Monday, 28 September 2020

DNS, Web Hosting, Compare Web Hosting, Web Hosting Reviews

DNS is an application layer protocol. All application layer protocols use one of the two transport layer protocols, UDP and TCP. TCP is reliable and UDP is not reliable. DNS is supposed to be reliable, but it uses UDP, why?

There are following interesting facts about TCP and UDP on the transport layer that justify the above.

1) UDP is much faster. TCP is slow as it requires 3-way handshake. The load on DNS servers is also an important factor. DNS servers (since they use UDP) don’t have to keep connections.

2) DNS requests are generally very small and fit well within UDP segments.

2) UDP is not reliable, but reliability can added on application layer. An application can use UDP and can be reliable by using a timeout and resend at the application layer.
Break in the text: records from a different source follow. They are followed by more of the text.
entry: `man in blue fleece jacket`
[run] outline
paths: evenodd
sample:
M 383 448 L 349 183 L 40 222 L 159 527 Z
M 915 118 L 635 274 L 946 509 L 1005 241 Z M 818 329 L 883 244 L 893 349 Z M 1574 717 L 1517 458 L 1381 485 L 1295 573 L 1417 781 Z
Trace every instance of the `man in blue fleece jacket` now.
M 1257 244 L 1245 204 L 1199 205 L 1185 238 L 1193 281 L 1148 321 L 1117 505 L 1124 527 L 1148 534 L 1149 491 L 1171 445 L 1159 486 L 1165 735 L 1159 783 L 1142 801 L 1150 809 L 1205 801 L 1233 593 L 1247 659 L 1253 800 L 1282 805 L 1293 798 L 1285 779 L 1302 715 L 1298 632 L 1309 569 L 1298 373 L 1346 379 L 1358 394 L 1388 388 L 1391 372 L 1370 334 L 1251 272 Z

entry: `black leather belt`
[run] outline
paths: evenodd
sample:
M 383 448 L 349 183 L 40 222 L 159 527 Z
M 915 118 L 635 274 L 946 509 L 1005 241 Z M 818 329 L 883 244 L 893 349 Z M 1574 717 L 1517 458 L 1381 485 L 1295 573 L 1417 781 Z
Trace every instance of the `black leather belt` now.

Actually, DNS primarily uses the User Datagram Protocol (UDP) on port number 53 to serve requests. DNS queries consist of a single UDP request from the client followed by a single UDP reply from the server. When the length of the answer exceeds 512 bytes and both client and server support EDNS, larger UDP packets are used. Otherwise, the query is sent again using the Transmission Control Protocol (TCP). TCP is also used for tasks such as zone transfers. Some resolver implementations use TCP for all queries.